Preheat oven to 350°F. Line 2 large sheet pans with parchment paper or a nonstick liner and set aside.
In a large bowl, add the pumpkin, egg yolk, almond butter, maple syrup, vanilla extract, baking soda, salt, pumpkin pie spice, and ground cinnamon. Mix until smooth.
Grind up oats in a blender or food processor until the oats are the texture of regular flour. Make sure to measure the 1/2 cup after grinding the oats so you have a leveled 1/2-cup measure of blended oats. Add to the cookie dough. Mix dough with a wooden spoon or hand mixer until the dough is smooth and well combined.
Coarsely chop the chocolate chips and stir into the batter. Cover dough and refrigerate for 10 minutes.
Use a tablespoon to scoop out cookie dough balls. It is sticky, so use a finger or another spoon to coax the dough from the spoon onto the prepared trays. Smooth and flatten the tops of the cookie dough balls. Space them about 2 inches apart to fit 8 per tray. Bake, 1 tray at a time, for 6–7 minutes. Cookies should still look very soft; watch carefully to not overbake. As soon as the tops are no longer wet and glossy, they are done.

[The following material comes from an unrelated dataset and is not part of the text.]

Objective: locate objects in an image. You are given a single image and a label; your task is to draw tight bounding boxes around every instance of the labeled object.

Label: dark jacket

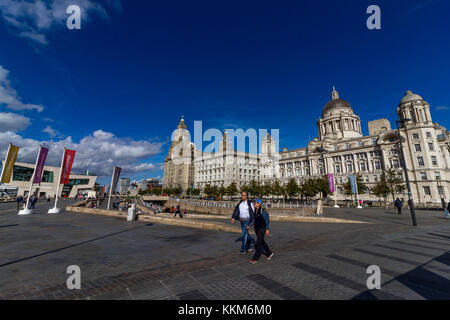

Remove the trays from the oven and let the cookies stand on the cookie sheet for 10 minutes without touching. If desired, press a few more chocolate chips into the tops of the cookies and sprinkle a pinch of sea salt flakes. Then use a metal spatula to transfer the cookies to a cooling rack. These cookies are very fragile and will fall apart right out of the oven if handled while still hot. They set up and solidify as they cool.
Notes
Note 1: Be sure to measure the oats after they’ve been blended—not before. You should have a leveled 1/2 cup of blended oats.Note 2: This recipe has been modified slightly to completely remove the refined sugars and improve the texture a bit. Here’s the recipe from 2014 if desired.Safety: Ensure all the products you are using are indeed gluten-free. While all the ingredients listed are naturally gluten-free, they are sometimes made in facilities with gluten. To be safe, always check the labels of what you’re using.Storage: Keep in an airtight container for up to 3 days, or keep in a sealed container for up to a week. You can also wrap cookies individually and freeze for up to 3 months, thaw at room temperature.